According to Peter W. Bates, the supervisor of insurance, 1998 was a year of steady if unspectacular progress.

Twenty four new captive licences were issued, 57 were renewed, with only five licences surrendered. Including the 59 credit life companies, BVI captives currently total 140. Sixty are single parent captives, three are rent-a-captives and 18 are group captives. 52 companies write direct business, 82 write on a reinsurance basis and six write both reinsurance and direct business.

Breaking all this down geographically, 129 captives originate from the US, with the remaining coming from Panama, Canada, Cayman, Netherlands, Philippines, Germany and New Zealand.

“Since the introduction of our insurance legislation early in 1995,” remarks Mr Bates, “the insurance industry has become a small but steadily growing sector of business in the islands. We have gained a new insurance manager this year already, and are anticipating another new manager's licence application in the near future. This will give us 10 managers in the islands.”

The domicile appears to be attracting a number of small to medium size companies insuring various product and professional liability risks which have a very good claims record, and who feel confident that a captive offers a long term economic advantage over commercial insurance premiums. As Mr Bates puts it: “Many of them are guided by their insurance brokers who again see the long term benefits of a regular fee income from being associated with a captive rather than the ‘win all - lose all' situation which comes from quoting annually in the commercial insurance market against very fierce competition.”

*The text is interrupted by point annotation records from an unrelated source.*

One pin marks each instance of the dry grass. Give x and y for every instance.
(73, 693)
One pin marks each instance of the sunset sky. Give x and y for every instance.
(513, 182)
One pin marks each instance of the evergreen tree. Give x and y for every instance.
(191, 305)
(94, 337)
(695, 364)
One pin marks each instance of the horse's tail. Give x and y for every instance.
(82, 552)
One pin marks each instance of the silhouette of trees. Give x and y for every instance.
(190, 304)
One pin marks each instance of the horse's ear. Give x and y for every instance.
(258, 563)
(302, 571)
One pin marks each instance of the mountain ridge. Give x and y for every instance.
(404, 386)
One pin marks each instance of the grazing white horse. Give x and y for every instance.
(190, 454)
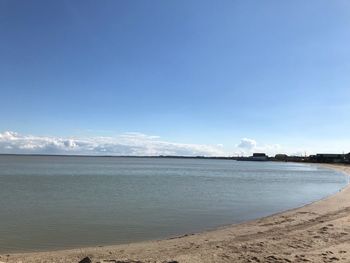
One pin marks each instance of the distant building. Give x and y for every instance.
(281, 157)
(259, 157)
(328, 158)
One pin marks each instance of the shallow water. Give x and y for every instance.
(49, 202)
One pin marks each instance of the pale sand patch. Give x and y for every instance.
(319, 232)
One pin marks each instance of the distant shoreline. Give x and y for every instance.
(315, 232)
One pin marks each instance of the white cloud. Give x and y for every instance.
(123, 144)
(247, 144)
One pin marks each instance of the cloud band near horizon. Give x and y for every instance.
(135, 144)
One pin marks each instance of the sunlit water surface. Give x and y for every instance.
(64, 202)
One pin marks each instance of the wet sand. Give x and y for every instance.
(318, 232)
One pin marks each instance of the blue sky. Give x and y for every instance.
(224, 77)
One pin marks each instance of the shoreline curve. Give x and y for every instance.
(316, 232)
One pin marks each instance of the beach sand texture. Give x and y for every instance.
(319, 232)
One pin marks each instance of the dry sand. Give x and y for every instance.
(318, 232)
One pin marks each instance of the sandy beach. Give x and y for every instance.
(318, 232)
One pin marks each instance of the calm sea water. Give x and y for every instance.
(63, 202)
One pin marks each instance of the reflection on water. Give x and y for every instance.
(63, 202)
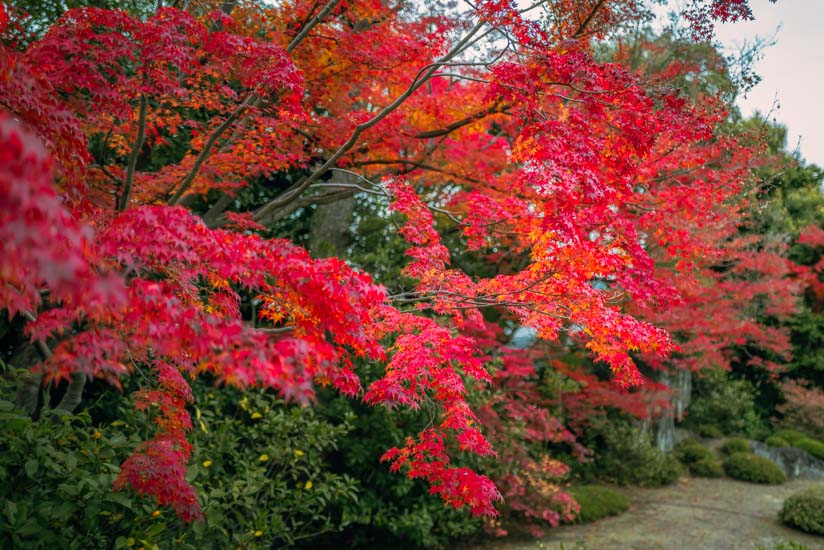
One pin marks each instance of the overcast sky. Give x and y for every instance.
(792, 70)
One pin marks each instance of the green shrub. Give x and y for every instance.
(776, 441)
(631, 459)
(706, 467)
(805, 510)
(724, 403)
(749, 467)
(693, 452)
(260, 469)
(598, 502)
(790, 436)
(736, 445)
(710, 431)
(812, 446)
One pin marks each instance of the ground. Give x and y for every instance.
(693, 514)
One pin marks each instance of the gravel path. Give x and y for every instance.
(693, 514)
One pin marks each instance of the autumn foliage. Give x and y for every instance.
(606, 206)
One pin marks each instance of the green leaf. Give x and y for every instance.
(31, 467)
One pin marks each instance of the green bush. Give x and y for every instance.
(631, 459)
(723, 403)
(812, 446)
(749, 467)
(598, 502)
(259, 468)
(706, 467)
(790, 436)
(689, 453)
(805, 510)
(709, 430)
(736, 445)
(776, 441)
(391, 509)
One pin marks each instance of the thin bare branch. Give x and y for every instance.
(186, 182)
(289, 196)
(126, 195)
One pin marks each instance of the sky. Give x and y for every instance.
(792, 70)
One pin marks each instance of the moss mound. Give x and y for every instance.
(689, 453)
(710, 431)
(776, 441)
(749, 467)
(736, 445)
(805, 510)
(598, 502)
(706, 467)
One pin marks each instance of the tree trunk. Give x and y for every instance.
(330, 233)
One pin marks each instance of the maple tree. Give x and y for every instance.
(145, 161)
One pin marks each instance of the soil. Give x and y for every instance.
(693, 514)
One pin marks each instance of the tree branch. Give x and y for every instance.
(588, 20)
(125, 197)
(186, 182)
(419, 81)
(308, 28)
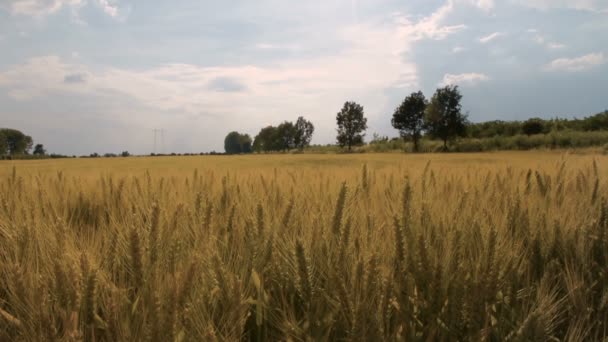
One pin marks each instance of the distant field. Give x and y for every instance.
(494, 246)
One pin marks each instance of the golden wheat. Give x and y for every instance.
(501, 246)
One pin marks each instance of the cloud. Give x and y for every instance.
(109, 8)
(373, 56)
(43, 8)
(581, 5)
(541, 40)
(485, 5)
(576, 64)
(226, 84)
(432, 26)
(555, 46)
(75, 78)
(490, 37)
(462, 79)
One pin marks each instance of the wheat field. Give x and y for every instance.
(363, 247)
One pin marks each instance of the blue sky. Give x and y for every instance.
(85, 76)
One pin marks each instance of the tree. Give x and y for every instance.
(532, 126)
(286, 135)
(443, 119)
(408, 118)
(236, 143)
(39, 150)
(245, 140)
(266, 139)
(232, 143)
(15, 141)
(351, 125)
(303, 133)
(3, 144)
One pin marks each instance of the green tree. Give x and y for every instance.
(236, 143)
(232, 143)
(408, 118)
(246, 143)
(3, 144)
(266, 139)
(351, 125)
(286, 135)
(303, 132)
(443, 118)
(533, 126)
(39, 150)
(15, 141)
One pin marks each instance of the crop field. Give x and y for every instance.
(395, 247)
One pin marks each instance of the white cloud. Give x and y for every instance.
(109, 8)
(490, 37)
(582, 5)
(432, 26)
(485, 5)
(375, 58)
(555, 46)
(372, 55)
(274, 47)
(538, 38)
(43, 8)
(460, 79)
(577, 64)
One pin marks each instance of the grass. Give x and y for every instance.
(485, 246)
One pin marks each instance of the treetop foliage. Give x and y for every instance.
(351, 125)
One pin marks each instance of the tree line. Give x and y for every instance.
(439, 118)
(14, 142)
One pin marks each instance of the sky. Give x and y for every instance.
(84, 76)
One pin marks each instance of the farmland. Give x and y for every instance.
(487, 246)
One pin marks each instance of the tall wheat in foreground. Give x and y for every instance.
(306, 248)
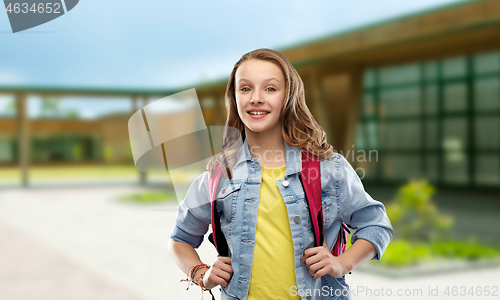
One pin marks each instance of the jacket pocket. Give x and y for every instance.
(226, 201)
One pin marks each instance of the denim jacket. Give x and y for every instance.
(344, 200)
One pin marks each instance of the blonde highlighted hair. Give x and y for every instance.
(299, 129)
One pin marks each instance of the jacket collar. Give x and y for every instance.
(293, 157)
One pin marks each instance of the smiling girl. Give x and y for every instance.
(264, 214)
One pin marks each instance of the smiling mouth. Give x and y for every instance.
(258, 112)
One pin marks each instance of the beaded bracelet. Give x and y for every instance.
(199, 281)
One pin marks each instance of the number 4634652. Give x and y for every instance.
(24, 8)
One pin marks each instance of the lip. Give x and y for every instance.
(258, 116)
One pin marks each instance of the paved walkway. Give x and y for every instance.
(81, 243)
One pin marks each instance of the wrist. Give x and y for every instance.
(346, 265)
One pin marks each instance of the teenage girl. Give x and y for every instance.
(264, 213)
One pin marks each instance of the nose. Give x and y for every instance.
(257, 98)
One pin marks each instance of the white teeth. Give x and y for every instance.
(258, 112)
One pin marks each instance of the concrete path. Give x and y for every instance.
(82, 243)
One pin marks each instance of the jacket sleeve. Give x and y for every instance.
(194, 214)
(359, 210)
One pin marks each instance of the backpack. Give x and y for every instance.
(312, 190)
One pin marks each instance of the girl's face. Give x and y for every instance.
(260, 91)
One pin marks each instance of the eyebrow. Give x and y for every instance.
(267, 80)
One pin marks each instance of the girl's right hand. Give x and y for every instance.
(220, 273)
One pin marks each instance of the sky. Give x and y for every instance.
(171, 44)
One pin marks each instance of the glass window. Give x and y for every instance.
(400, 102)
(455, 132)
(431, 134)
(401, 167)
(487, 63)
(368, 104)
(454, 67)
(487, 169)
(369, 79)
(8, 107)
(455, 97)
(454, 143)
(430, 70)
(431, 99)
(455, 168)
(372, 134)
(360, 137)
(431, 166)
(487, 94)
(402, 135)
(487, 132)
(6, 154)
(400, 74)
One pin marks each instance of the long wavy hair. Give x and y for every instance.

He goes on: “We are also attracting a few new group captives which we are particularly keen to have here. Group captives are without doubt one of the very best ways for groups of small businesses in the same industry to save money on insurance costs. They take some time and effort to put together, but if done properly will give their members long term benefits. The current very soft market in the commercial insurance industry is an opportune time to consider the formation of a captive, while it is possible to utilise reinsurance effectively and economically. This may well give a new company time to establish itself and build up some reserves, so that when the commercial market hardens, as it surely must, the captive is quite capable of survival.”

The BVI is currently considering some form of “protected cell” legislation, but this is not expected to happen in the near future. Mr Bates points out that BVI costs are such that even quite small captives can operate as a single unit on an economical basis.

Captives are not subject to any form of taxation in the BVI, and a number of the smaller captives emanating from the US are able to obtain relief from taxation in the mainland by virtue of specific provisions in the Internal Revenue Code.

Quality is the domicile's keyword. Mr Bates explains that :due diligence” and “know your customer” is very much the name of the game in the BVI. This extends downwards from the Financial Services Department of government, which includes all the financial services regulators, to all suppliers of financial services. “Reputation is everything in a small, so-called ‘offshore' island which generates in excess of $60 million annually in fees from the comprehensive financial services it offers to a worldwide customer base, and there is no way we would compromise our very enviable reputation for the sake of a $2,000 licence fee which we were not totally satisfied was bona fide.”

Mr Bates adds: “With the recent enactment of the Mutual Funds Act, the BVI is now able to offer a comprehensive range of services to the financial services industry, and we look to the future with confidence and optimism.”